The seminar was very "story-esque" in nature, so it's kind of hard to pass on the info, but there are a few things that struck me in interesting ways:

1) "Women dress according to the messages written on their heart." A huge part of this conference was about "guarding your heart" and discovering/rewriting the messages that have been put there. I have to confess, I can think pretty judgmentally about women who are scantily clad. Tonight at the mall, every time I saw a woman dressed inappropriately, I thought about the messages (lies) that have been written on her heart to make her feel like she has to dress like that. Anything that helps me love people more can't be bad!
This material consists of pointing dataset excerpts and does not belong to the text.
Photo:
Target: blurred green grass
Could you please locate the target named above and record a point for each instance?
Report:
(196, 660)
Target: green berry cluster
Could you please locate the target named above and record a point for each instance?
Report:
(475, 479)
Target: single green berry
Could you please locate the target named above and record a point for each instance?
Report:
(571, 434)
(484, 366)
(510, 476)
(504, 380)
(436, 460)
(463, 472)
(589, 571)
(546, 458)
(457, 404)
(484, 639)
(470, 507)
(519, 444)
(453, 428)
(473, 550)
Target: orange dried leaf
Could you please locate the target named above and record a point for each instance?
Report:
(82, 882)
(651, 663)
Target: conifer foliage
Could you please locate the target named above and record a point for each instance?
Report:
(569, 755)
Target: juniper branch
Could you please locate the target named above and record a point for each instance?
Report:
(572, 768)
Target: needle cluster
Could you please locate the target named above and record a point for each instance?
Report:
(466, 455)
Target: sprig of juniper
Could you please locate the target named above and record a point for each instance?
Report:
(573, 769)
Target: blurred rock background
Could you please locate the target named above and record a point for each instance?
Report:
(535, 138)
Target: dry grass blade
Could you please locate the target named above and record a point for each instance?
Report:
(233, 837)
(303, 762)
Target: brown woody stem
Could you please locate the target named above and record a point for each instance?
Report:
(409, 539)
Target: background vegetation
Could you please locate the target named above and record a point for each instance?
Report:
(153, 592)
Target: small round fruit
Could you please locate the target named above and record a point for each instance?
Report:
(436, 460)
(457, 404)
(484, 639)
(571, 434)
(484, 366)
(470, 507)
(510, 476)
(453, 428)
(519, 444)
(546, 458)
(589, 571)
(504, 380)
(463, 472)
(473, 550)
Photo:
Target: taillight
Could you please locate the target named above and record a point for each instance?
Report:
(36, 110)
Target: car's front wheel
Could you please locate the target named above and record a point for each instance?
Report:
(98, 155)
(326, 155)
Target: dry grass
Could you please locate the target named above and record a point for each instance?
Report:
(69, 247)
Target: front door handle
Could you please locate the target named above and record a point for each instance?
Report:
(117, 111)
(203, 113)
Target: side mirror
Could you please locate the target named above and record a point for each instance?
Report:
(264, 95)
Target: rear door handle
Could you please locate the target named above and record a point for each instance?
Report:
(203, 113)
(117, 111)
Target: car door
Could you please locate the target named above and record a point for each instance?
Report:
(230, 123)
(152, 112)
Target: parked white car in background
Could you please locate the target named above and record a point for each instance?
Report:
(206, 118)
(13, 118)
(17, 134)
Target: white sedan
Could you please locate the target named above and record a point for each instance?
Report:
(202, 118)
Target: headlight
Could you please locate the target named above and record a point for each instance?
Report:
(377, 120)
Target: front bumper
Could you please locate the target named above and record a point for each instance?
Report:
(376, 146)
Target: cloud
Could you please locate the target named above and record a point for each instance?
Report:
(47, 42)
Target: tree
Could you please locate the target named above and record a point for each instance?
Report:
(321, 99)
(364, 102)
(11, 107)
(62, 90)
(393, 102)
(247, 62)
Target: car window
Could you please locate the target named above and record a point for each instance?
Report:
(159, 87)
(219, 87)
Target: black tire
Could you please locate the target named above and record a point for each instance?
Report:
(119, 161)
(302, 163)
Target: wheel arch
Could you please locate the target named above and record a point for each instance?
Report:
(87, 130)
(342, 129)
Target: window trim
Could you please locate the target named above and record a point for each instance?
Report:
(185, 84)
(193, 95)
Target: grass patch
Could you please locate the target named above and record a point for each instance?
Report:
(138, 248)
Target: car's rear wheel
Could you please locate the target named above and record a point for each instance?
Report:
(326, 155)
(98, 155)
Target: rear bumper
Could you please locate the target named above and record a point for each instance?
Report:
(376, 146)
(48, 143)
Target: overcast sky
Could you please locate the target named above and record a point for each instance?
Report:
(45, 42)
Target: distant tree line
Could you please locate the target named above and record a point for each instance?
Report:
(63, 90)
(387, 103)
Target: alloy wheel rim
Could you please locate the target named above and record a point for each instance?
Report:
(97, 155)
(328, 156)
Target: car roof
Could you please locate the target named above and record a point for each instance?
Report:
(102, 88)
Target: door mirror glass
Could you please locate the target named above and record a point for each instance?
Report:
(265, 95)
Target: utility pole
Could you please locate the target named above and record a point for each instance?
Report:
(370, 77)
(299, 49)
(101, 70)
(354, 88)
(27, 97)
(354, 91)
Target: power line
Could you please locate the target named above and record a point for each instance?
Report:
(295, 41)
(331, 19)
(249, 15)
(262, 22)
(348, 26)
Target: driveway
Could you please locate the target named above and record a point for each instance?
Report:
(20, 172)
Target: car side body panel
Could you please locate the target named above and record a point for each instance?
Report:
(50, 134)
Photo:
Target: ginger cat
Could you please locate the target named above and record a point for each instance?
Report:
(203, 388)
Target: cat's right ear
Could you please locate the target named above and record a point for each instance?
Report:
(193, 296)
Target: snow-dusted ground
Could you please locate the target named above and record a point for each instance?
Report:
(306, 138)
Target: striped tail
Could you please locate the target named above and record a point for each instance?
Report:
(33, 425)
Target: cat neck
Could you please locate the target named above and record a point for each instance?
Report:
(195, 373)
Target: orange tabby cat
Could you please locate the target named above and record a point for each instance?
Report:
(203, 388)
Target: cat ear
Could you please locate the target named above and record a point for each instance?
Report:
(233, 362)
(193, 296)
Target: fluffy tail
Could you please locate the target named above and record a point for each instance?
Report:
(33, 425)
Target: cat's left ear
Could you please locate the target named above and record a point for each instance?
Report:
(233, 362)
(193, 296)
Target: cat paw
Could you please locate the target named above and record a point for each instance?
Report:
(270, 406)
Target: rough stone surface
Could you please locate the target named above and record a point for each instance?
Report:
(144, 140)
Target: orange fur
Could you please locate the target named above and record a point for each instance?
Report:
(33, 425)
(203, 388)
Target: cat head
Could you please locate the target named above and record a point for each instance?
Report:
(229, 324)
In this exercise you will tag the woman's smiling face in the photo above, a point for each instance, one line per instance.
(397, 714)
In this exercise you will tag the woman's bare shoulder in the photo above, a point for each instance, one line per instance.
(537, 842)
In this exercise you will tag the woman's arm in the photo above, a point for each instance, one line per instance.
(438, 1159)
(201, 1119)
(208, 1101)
2) Speaker says to his daughter: "You can walk down the aisle when I know "that guy" loves you as I do." What a beautiful picture.

3) Sex is not a need. Food, water, and shelter are needs. Ted said that we've taught Christians the scriptural principal that they are not to deprive eachother. This is true. Unfortunately, it has become so strongly "explained" that Christian men have been convinced that sex is something they can not live without. Not true. (That was not my commentary. It was all from Ted, and Dan agrees.)

4) Wherever you go, you are there. (Examples I'm about to use are from the speaker, so I'm not trying to point at anyone.) If you keep trying to find a job you like, if you move from relationship to relationship, or if you are frustrated by every church you go to, there really is only one common denominator-you!

5) "Fear Dance" is the biggest barrier to great communication. Let me try to boil it down. We each have buttons (or feelings) and subsequent fight or flight reactions to them. Many times our reactions actually push our spouse's buttons which creates a vicious cycle. There wasn't time at the seminar, but we were encouraged to write down our buttons and reactions on our own. Dan and I have not had time to do that yet, but we identified with the examples given. I'm sure there are hundreds more we could come up with.

Male Buttons: Feeling Controlled, Judged, or like a Failure
Male Reactions: Withdrawal, Defensiveness, Sarcasm
Female Buttons: Disconnection, Abandonment, Rejection
Female Reactions: Escalation, Negative Beliefs, Exaggeration ("You always", "You never")

6) Win/Win. Ted said that you should walk away from arguments with win/win, that if it's win/lose, really nobody wins. Even though I said outloud to Dan during this that I wanted to win (and he agreed with me), I could grasp a bit what Ted was saying. Ironically, that's what keeps sticking in my head, but I don't think I would describe it the way Ted does. I understand that I shouldn't feel like I have to "lose" an argument, but sometimes my will just has to die. Sometimes, no matter how much I hate it, I may just have to die to myself for my marriage to have new life.